The fort is situated on an east-west cliff about 80 m above the sea, on a tapering spur of land bounded by the Washford River to the south, as it flows to the sea at Watchet, about 1 km east. The ramparts of the fort would have formed a semicircle backing on to the sheer cliffs, but coastal erosion has reduced the size of the enclosure, and later destruction by farming, limekilns, and the B3191 road, have left only about 300 m of ramparts visible today.

The fort may be of Iron Age origin, but was rebuilt and fortified as a burh by King Alfred, as part of his defense against Viking raids from the Bristol Channel around 878 AD. It would have been one of a chain of forts and coastal lookout posts, connected by the Herepath, or military road, which allowed Alfred to move his army along the coast, covering Viking movements at sea.

Excavations have revealed a first phase of defence with a mortared wall fronting an earth bank from this period.
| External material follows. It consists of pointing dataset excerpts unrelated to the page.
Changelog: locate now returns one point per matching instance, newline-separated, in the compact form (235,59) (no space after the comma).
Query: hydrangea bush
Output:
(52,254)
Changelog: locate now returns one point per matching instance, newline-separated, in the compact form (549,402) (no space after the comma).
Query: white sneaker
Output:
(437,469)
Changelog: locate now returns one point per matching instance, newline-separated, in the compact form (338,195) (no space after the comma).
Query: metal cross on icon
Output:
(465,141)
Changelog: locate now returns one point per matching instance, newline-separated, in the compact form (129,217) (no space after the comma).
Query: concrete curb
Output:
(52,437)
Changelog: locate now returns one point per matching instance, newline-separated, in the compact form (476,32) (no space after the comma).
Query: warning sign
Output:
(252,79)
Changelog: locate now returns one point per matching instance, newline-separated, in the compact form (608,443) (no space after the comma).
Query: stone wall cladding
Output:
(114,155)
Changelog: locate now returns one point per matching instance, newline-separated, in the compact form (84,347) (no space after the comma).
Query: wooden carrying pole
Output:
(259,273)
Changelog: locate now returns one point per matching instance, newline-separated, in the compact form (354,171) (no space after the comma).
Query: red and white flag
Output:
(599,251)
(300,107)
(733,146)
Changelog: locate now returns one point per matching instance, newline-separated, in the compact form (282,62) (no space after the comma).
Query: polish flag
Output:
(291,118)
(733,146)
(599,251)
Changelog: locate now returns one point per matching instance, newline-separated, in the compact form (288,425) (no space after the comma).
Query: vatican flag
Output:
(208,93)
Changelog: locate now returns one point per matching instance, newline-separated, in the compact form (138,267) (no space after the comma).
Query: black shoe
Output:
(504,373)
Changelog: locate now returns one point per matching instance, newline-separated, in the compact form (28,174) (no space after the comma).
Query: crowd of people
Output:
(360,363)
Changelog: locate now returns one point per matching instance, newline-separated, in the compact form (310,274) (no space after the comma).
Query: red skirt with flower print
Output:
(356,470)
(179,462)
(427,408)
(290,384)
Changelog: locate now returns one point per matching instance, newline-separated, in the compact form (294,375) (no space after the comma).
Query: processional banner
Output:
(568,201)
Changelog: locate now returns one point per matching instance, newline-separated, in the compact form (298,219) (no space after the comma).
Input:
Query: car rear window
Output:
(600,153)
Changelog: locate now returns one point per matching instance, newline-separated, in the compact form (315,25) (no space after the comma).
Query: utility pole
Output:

Then a second phase of defence in late 9th or early 10th centuries, also against Viking invaders.

In the Burghal Hidage of 919, nearby Watchet is attributed 513 hides, which converts to a defensive perimeter of 645 m. It is not clear whether this refers to the walls of the town, or of Daw's Castle high on the cliff above.

The Anglo-Saxon Chronicle records a Viking raid on Watchet in 914, but they were defeated with great slaughter ... so that few of them came away, except those only who swam out to the ships.

There was a plundering raid in 987, and another in 997, with much evil wrought in burning and manslaughter.

A Saxon mint was established at Watchet in 1035, and this was probably within the fort, rather than in the town below.